# Hyperband and Successive Halving

#### Successive Halving:

- Successive Halving is a resource-efficient algorithm that allocates resources (e.g., time, data, or iterations) to multiple configurations and eliminates the worst-performing ones at each step.
- It starts by testing many configurations with minimal resources and progressively allocates more resources to the most promising configurations.
#### Hyperband:

- Hyperband extends Successive Halving by dynamically adjusting the allocation of resources based on the trade-off between the number of configurations tested and the resources allocated to each configuration.
- It uses a parameter called R (maximum resources per configuration) to balance exploration and exploitation.

In [None]:
import torch

# Define the objective function (to minimize)
def objective_function(x):
    return (x - 2) ** 2  # Minimum at x = 2

# Successive Halving implementation
def successive_halving(configurations, max_resources, reduction_factor):
    num_configs = len(configurations)
    resource_per_config = max_resources
    iteration = 1

    while num_configs > 1:
        print(f"Iteration {iteration}: {num_configs} configurations with {resource_per_config} resources each")
        
        # Evaluate all configurations
        scores = []
        for config in configurations:
            y = objective_function(config)  # Evaluate the objective function
            scores.append(y)

        # Sort configurations by performance (lower is better)
        sorted_configs = sorted(zip(scores, configurations), key=lambda x: x[0])
        
        # Keep the top configurations based on the reduction factor
        num_keep = max(1, num_configs // reduction_factor)
        configurations = [config[1] for config in sorted_configs[:num_keep]]
        
        # Reduce resources per configuration
        resource_per_config //= reduction_factor
        num_configs = len(configurations)
        iteration += 1

    # Return the best configuration
    best_config = configurations[0]
    best_score = objective_function(best_config)
    return best_config, best_score

# Run Successive Halving
if __name__ == "__main__":
    initial_configs = [torch.rand(1) * 4.0 for _ in range(16)]  # 16 random configurations in [0, 4]
    max_resources = 27  # Total resources
    reduction_factor = 3  # Reduce by a factor of 3 each iteration

    best_config, best_score = successive_halving(initial_configs, max_resources, reduction_factor)
    print(f"Best Configuration: x = {best_config.item():.4f}, f(x) = {best_score.item():.4f}")

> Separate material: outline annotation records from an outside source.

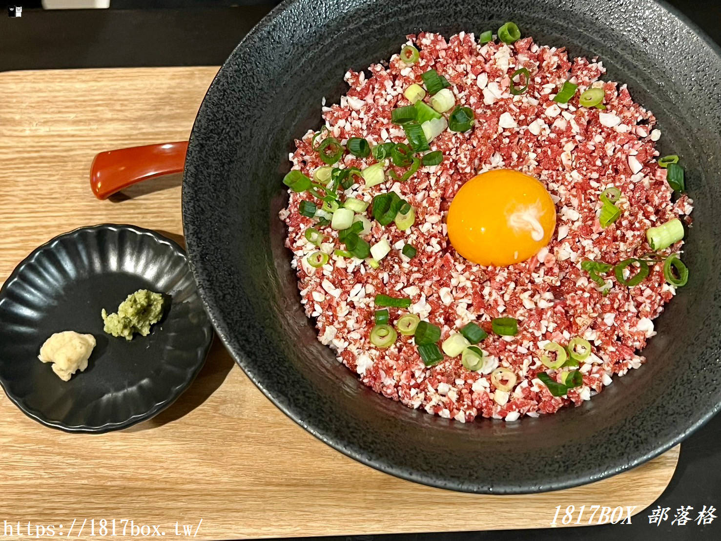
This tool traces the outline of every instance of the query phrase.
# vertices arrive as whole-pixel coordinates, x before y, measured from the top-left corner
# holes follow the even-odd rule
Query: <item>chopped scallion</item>
[[[458,105],[448,117],[448,129],[451,131],[468,131],[473,126],[474,118],[471,107]]]
[[[497,335],[516,336],[518,334],[518,320],[513,317],[495,317],[491,320],[491,328]]]
[[[312,218],[315,216],[316,211],[318,210],[318,206],[316,205],[313,201],[301,201],[301,204],[298,206],[298,211],[304,216],[308,218]]]
[[[420,160],[423,165],[438,165],[443,161],[443,153],[440,150],[428,152]]]
[[[634,263],[639,264],[638,270],[635,274],[632,276],[629,275],[628,278],[624,278],[624,270],[628,268],[630,271],[632,268],[634,268],[633,267]],[[616,276],[616,279],[621,283],[628,287],[634,287],[643,281],[644,278],[648,276],[650,270],[648,263],[645,261],[642,261],[635,258],[629,258],[614,266],[614,274]]]
[[[401,253],[408,258],[408,259],[413,259],[417,253],[417,250],[412,245],[406,245],[401,250]]]
[[[412,336],[420,322],[420,318],[415,314],[406,314],[396,322],[396,328],[404,336]]]
[[[283,183],[294,192],[304,192],[311,187],[311,180],[297,170],[293,170],[283,178]]]
[[[435,344],[423,344],[418,346],[418,354],[420,355],[423,364],[426,366],[433,366],[443,360],[443,356]]]
[[[376,348],[389,348],[396,341],[398,335],[389,325],[379,325],[371,331],[371,343]]]
[[[561,87],[561,89],[558,91],[558,94],[556,94],[553,101],[556,103],[568,103],[570,99],[576,95],[578,89],[578,84],[574,84],[570,81],[566,81],[563,83],[563,86]]]
[[[306,258],[306,260],[311,267],[318,268],[328,263],[328,254],[324,252],[314,252]]]
[[[583,107],[595,107],[603,101],[605,97],[603,89],[589,88],[581,94],[578,102]]]
[[[384,308],[382,310],[376,310],[375,318],[376,325],[382,325],[388,322],[391,319],[391,315],[387,308]]]
[[[410,306],[410,298],[394,297],[388,295],[376,295],[376,306],[389,306],[393,308],[407,308]]]
[[[472,321],[470,323],[466,323],[461,329],[461,334],[465,336],[472,344],[477,344],[482,340],[488,338],[488,333]]]
[[[444,340],[443,344],[441,346],[441,348],[449,357],[457,357],[463,353],[463,350],[470,345],[471,343],[468,341],[465,336],[456,333],[451,335]]]
[[[419,346],[422,344],[434,344],[441,339],[441,327],[429,323],[427,321],[421,321],[415,327],[415,343]]]
[[[508,22],[498,29],[498,39],[510,45],[521,39],[521,30],[515,22]]]
[[[401,60],[408,66],[415,64],[419,58],[418,50],[412,45],[404,45],[401,49]]]
[[[469,346],[461,354],[461,364],[472,371],[480,370],[483,368],[483,351],[477,346]]]
[[[524,82],[525,84],[521,86],[518,86],[516,81],[514,80],[517,76],[522,76],[522,81],[518,81],[518,85],[520,85],[521,82]],[[531,84],[531,74],[528,72],[526,68],[521,68],[520,69],[516,70],[513,74],[510,74],[510,93],[514,96],[518,96],[526,90],[528,89],[528,84]]]
[[[365,158],[371,154],[371,145],[363,137],[351,137],[348,148],[350,154],[358,158]]]
[[[684,224],[678,218],[673,218],[662,225],[650,227],[646,238],[651,250],[665,250],[684,238]]]
[[[689,281],[689,268],[676,254],[673,254],[663,262],[663,277],[672,286],[681,287]]]

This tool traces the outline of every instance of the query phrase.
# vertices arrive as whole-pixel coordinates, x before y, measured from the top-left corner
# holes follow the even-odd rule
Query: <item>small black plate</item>
[[[130,341],[103,331],[102,309],[138,289],[162,293],[163,318]],[[60,379],[37,359],[54,333],[90,333],[83,372]],[[128,225],[83,227],[37,248],[0,289],[0,384],[30,417],[70,432],[107,432],[150,418],[190,384],[213,338],[185,252]]]

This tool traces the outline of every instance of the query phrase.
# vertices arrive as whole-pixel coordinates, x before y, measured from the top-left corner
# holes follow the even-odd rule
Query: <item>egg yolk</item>
[[[498,169],[466,182],[451,202],[448,239],[467,260],[507,266],[525,261],[549,243],[556,206],[543,184]]]

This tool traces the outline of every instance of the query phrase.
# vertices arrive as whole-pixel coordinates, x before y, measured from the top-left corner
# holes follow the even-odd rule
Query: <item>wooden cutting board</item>
[[[187,139],[216,71],[0,74],[0,280],[35,247],[81,226],[131,223],[182,242],[180,175],[136,187],[130,198],[99,201],[88,171],[102,150]],[[180,538],[185,525],[199,540],[544,527],[559,505],[559,523],[568,505],[640,511],[671,480],[678,449],[559,492],[501,496],[431,488],[315,439],[277,410],[216,341],[177,402],[123,432],[64,434],[0,397],[0,519],[6,521],[0,532],[4,526],[10,533],[10,525],[15,533],[6,538],[12,538],[19,522],[27,535],[30,522],[32,535],[36,525],[53,525],[56,535],[85,538],[93,529],[110,536],[113,519],[119,537],[123,525],[128,537],[133,526],[138,535],[137,527],[149,533],[155,525],[165,539]],[[108,530],[99,529],[101,519]]]

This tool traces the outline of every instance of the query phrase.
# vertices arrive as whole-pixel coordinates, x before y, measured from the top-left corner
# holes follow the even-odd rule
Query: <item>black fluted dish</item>
[[[320,126],[356,71],[420,30],[477,35],[515,21],[541,44],[598,56],[628,84],[678,154],[696,201],[691,269],[657,321],[648,363],[579,408],[516,423],[461,424],[360,384],[316,339],[299,303],[283,175],[293,139]],[[721,400],[721,57],[652,0],[288,0],[231,54],[193,128],[183,180],[191,266],[213,322],[250,379],[322,441],[414,481],[469,492],[565,488],[641,464],[688,436]]]
[[[165,297],[162,319],[132,340],[103,332],[100,316],[138,289]],[[37,359],[52,334],[92,334],[83,372],[63,382]],[[32,418],[69,432],[107,432],[149,419],[190,384],[212,327],[182,248],[134,226],[99,225],[36,249],[0,290],[0,384]]]

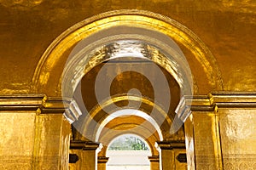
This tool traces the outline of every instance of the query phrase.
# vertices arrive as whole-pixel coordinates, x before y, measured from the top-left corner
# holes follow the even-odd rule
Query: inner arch
[[[97,131],[96,131],[96,141],[99,140],[101,133],[102,131],[102,129],[104,128],[104,127],[112,120],[113,120],[116,117],[119,116],[140,116],[143,119],[145,119],[146,121],[148,121],[148,122],[150,122],[155,128],[155,130],[158,133],[158,135],[160,137],[160,139],[162,141],[163,140],[163,135],[160,130],[160,128],[159,127],[158,123],[156,122],[156,121],[154,119],[153,119],[149,115],[148,115],[147,113],[139,110],[134,110],[134,109],[124,109],[124,110],[117,110],[113,113],[112,113],[111,115],[109,115],[108,116],[107,116],[102,122],[101,123],[100,127],[98,128]]]

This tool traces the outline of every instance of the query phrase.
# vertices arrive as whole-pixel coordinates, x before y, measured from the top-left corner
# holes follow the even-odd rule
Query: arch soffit
[[[102,14],[85,20],[57,37],[47,48],[38,64],[32,79],[35,91],[46,90],[49,94],[47,94],[48,95],[61,95],[60,82],[62,82],[63,77],[61,77],[62,72],[57,70],[60,70],[60,62],[66,61],[67,53],[69,53],[76,43],[101,29],[124,25],[138,26],[163,32],[174,41],[184,45],[194,54],[195,59],[201,63],[211,85],[217,90],[223,89],[220,71],[214,57],[191,31],[178,22],[160,14],[148,11],[120,10]],[[167,67],[165,69],[170,70]]]

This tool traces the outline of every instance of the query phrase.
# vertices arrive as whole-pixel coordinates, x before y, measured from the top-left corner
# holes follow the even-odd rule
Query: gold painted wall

#### Advantages of Hyperband

1. Resource Efficiency:
- Hyperband reduces wasted computational resources by focusing on promising configurations.
2. Scalability:
- Works well even with large hyperparameter spaces or expensive models, as it dynamically allocates resources.
3. Exploration and Exploitation:
- Balances testing many configurations (exploration) with refining the best ones (exploitation).
#### When to Use Hyperband

- When training is computationally expensive (e.g., deep learning models).
- When you want to explore a large hyperparameter space efficiently.
- When you need a dynamic trade-off between the number of configurations tested and the resources allocated.